O duelo com o Inter marcará a estreia de Gustavo Florentín na casamata da Ilha do Retiro. Contratado para o lugar de Umberto Louzer, o paraguaio é o terceiro técnico do Sport nesta temporada, e chega ao clube com a responsabilidade de revolucionar uma campanha que encerrou o primeiro turno na antepenúltima colocação, com a segunda defesa menos vazada, mas dona do pior ataque. Na Ilha do Retiro, o Inter disputa a 20ª rodada do Brasileirão, primeira do returno, que foi analisada pela Rádio Colorada em entrevista com Antônio Gabriel, setorista rubro-negro pelo Escrete de Ouro da Rádio Jornal, de Pernambuco. Confira o papo e, na sequência, fique por dentro de tudo sobre o duelo!

“O Sport tem o pior ataque, e só fez dois gols na Ilha do Retiro. Umberto Louzer não conseguiu resolver esse problema, mas deu a consistência defensiva. Assim, o Florentín chegou para resolver o ataque. No primeiro jogo com ele, deu para ver pouca coisa, não dá para bater o martelo, mas se percebeu um time muito mais vertical e objetivo. No geral, é um time difícil de tomar gols, mas, também, difícil de marcar" disse Antônio.

Diferente do Inter, o Sport foi a campo no último final de semana. Primeiro jogo disputado sob o comando de Florentín, o empate sem gols com o Athletico-PR deixou boas impressões na torcida do Leão. Mais do que a atuação competitiva na Arena da Baixada, porém, as esperanças para a luta contra o rebaixamento também têm sido renovadas, de acordo com Antônio, pelo retorno de peças importantes ao elenco. “O Florentín está tendo uma sequência de jogos espaçados, e conta com a totalidade do elenco. Isso é muito importante, faz com que se analise melhor as características do grupo. Um paraguaio que veio do The Strongest-BOL não conhecia a totalidade do futebol brasileiro. Então, ter as opções é algo que facilita. Esse começo de trabalho carrega uma sorte importante que o Sport não vivia nessa temporada.”
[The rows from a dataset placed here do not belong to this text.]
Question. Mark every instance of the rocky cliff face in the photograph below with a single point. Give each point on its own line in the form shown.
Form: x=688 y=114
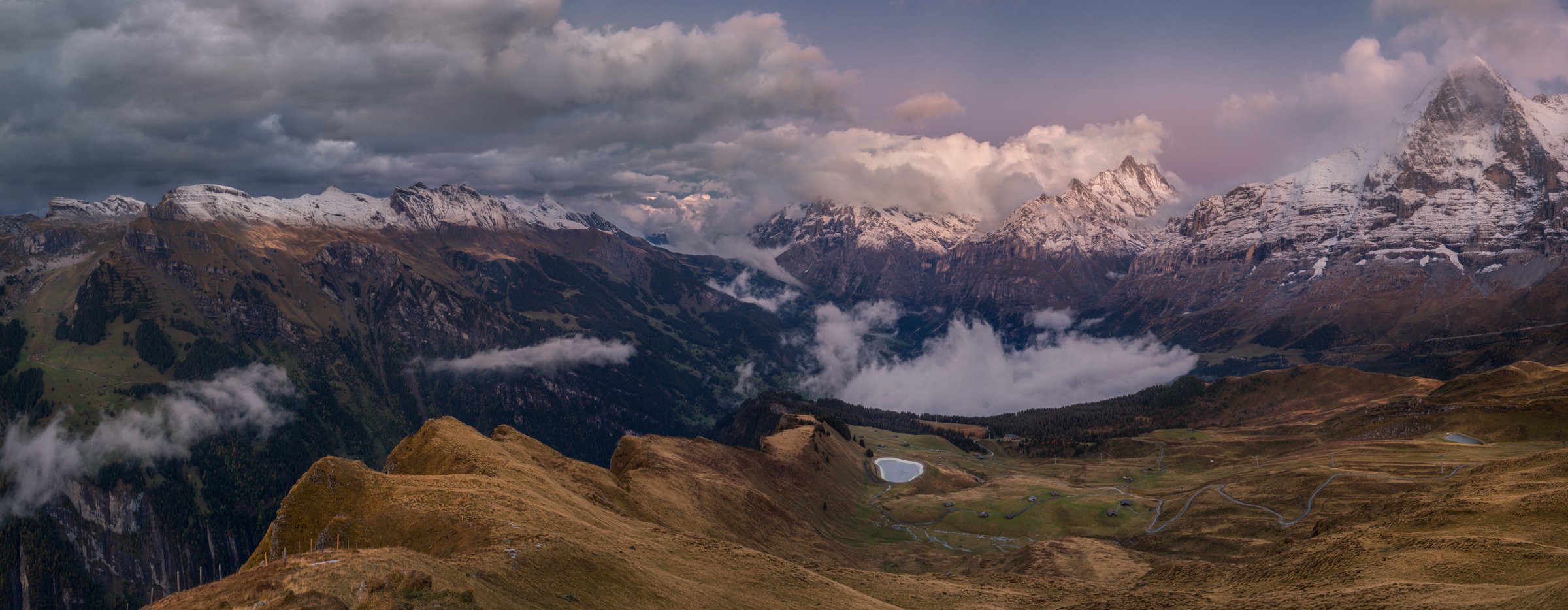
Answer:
x=1443 y=226
x=350 y=292
x=1056 y=251
x=863 y=253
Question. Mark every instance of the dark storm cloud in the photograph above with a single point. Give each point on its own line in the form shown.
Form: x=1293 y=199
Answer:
x=292 y=95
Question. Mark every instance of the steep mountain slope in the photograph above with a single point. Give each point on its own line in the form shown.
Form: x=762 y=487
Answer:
x=1057 y=251
x=1054 y=251
x=460 y=519
x=861 y=253
x=350 y=294
x=1449 y=225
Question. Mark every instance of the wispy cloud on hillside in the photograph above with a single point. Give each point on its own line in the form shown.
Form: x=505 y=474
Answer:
x=971 y=372
x=547 y=358
x=40 y=462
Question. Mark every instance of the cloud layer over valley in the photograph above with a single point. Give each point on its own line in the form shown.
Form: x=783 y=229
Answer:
x=546 y=358
x=971 y=372
x=40 y=462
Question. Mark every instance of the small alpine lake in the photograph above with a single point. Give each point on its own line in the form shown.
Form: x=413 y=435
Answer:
x=899 y=471
x=1465 y=440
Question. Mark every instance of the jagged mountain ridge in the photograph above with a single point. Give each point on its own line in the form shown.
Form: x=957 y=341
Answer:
x=347 y=305
x=1054 y=251
x=1449 y=225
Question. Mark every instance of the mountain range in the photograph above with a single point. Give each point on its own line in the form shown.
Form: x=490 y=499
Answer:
x=1446 y=225
x=1433 y=249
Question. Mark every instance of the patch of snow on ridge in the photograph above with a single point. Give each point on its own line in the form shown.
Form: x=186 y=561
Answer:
x=412 y=208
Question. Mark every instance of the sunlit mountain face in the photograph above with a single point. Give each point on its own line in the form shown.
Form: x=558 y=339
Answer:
x=535 y=303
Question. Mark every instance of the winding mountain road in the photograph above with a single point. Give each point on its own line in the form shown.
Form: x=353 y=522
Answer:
x=1156 y=527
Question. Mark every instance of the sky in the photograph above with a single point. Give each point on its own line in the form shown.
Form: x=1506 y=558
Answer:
x=703 y=116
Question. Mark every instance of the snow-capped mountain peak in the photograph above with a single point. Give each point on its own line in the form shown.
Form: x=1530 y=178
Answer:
x=1095 y=216
x=110 y=209
x=417 y=208
x=863 y=226
x=1478 y=167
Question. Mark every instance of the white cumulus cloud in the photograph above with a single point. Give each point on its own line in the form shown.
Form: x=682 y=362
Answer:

Diante do Clube do Povo, Florentín estará desfalcado pelo meio-campista Hernanes, expulso na rodada passada. Thiago Neves, por outro lado, retorna após cumprir suspensão, e deve herdar a vaga do igualmente experiente companheiro. Entre os dois, como elenca Antônio, existem diferenças, mas também a mesma capacidade de aumentar o poder de criação rubro-negro, problema crônico para um ataque que balançou as redes apenas oito vezes até aqui. “O Hernanes, todo mundo conhece, é mais cadenciador. Não tem tanta explosão, velocidade, mas, quando a bola chega no pé dele, você percebe que é diferente. Desde que chegou aqui no Recife, demonstra muita vontade. O Thiago, eu acho que o Florentín entendeu, joga próximo ao ataque. Com Louzer e Jair, ele vinha buscar bola na defesa, mas, próximo à frente, ele tem muito mais vontade. Cria muito.”

A defesa também reserva uma baixa para o Leão. Afinal, o zagueiro Pedro Henrique, atleta colorado, está cedido ao Sport, e não pode atuar por questões contratuais. Em seu lugar, Chico deve iniciar a partida. Assim, os prováveis titulares do Rubro-Negro são: Mailson; Hayner, Chico, Sabino e Sander; Marcão, Zé Welison (Betinho) e Thiago Neves; Gustavo, André (Mikael) e Paulinho Moccelin. Everaldo e Thyere, que retornam de lesão, devem iniciar o jogo no banco.